One regrettable problem seems to be the overwhelming preference of urologists for TURP. The rule seems to be, “If in doubt, recommend TURP” (something which is borne out by one fairly recent study, showing many doctors recommending it even when the chances of success are quite small). TURP in a likely majority of cases causes damage which cannot be reversed, having side effects which many patients apparently find more irksome than the original symptoms. PAE seems to achieve results which are almost as good TURP in treating LUTS, but with almost no side effects. Yet, in its page on BPH, the foundation of the American Urological Association doesn’t even mention PAE. It is hard not to suspect that they don’t want to divert lucrative patients to radiologists.
I can still hear in my head the first urologist I talked to chirpily recommending not only a TURP but also a suprapubic catheter (a tube from my abdomen draining into a bag, like the Foley), without giving me any idea of the seriousness of the risks to a tolerable lifestyle. Why he recommended the suprapubic catheter when TURP was supposed to treat the symptoms, I still don’t know. All I do know is that if I had taken his advice, chances are very good I would be suffering the depressing, emasculating and debilitating effects of “dry orgasm.” I might also have erectile dysfunction and possibly be wearing a diaper as well. Instead, I lead a relatively normal life with the minor inconvenience of “intermittent self catheterization.”
So: Advice to LUTS sufferers: do your own research, and don’t believe everything your doctor tells you. Get a second opinion from a disinterested party. If you need any further convincing on this, try putting “unnecessary surgery” in your favorite search engine (DuckDuckGo) and spend a few minutes reading the results.

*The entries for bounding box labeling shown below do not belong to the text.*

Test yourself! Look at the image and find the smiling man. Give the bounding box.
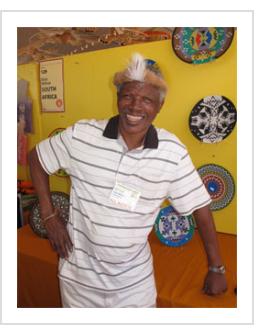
[30,54,226,307]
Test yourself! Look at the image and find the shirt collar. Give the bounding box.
[103,115,159,149]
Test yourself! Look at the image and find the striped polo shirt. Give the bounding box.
[36,116,211,292]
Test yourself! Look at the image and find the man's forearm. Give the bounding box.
[29,148,54,217]
[193,206,223,266]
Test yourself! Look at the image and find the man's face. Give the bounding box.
[117,81,163,135]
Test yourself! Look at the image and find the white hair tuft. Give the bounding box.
[127,53,146,81]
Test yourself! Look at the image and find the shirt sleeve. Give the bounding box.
[36,127,73,175]
[168,151,212,216]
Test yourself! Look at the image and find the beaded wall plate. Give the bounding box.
[154,206,194,247]
[172,27,234,64]
[49,128,69,177]
[189,95,237,143]
[197,164,235,211]
[29,192,70,238]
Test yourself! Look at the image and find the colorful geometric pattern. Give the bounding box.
[197,164,235,211]
[172,27,234,64]
[49,128,69,177]
[29,192,70,238]
[189,95,237,143]
[154,206,194,247]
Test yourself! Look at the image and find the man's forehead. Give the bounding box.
[120,81,159,95]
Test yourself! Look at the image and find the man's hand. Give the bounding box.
[203,271,227,295]
[45,215,73,258]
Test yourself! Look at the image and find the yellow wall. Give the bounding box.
[18,36,237,234]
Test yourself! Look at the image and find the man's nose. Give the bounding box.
[130,98,141,110]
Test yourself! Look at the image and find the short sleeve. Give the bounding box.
[36,127,73,175]
[168,151,212,216]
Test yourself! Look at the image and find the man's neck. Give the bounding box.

Advice to urologists: when you breezily recommend a TURP, have you really considered the effects it is likely to have on your patient’s life? Can you imagine if you yourself, not to mention your partner, had to endure the likely side effects for the rest of your born days? Is it that you think that once people are over 50 they don’t do sex anymore? At least if you are going to recommend a TURP, let the poor bastards know clearly and graphically what it could do to their lives. Send them along to one of those bulletin boards to read the comments of men who have actually had the procedure. Explain that the chances are very high that they won’t be able to enjoy sex as much, or at all, any more, and give them the odds on all the other risks. Maybe they will prefer the side effects to the LUTS and go ahead with the TURP, but at least tell them about less drastic treatments, like PAE, that they might like to try first, and give them all the information they need to make the decision for themselves.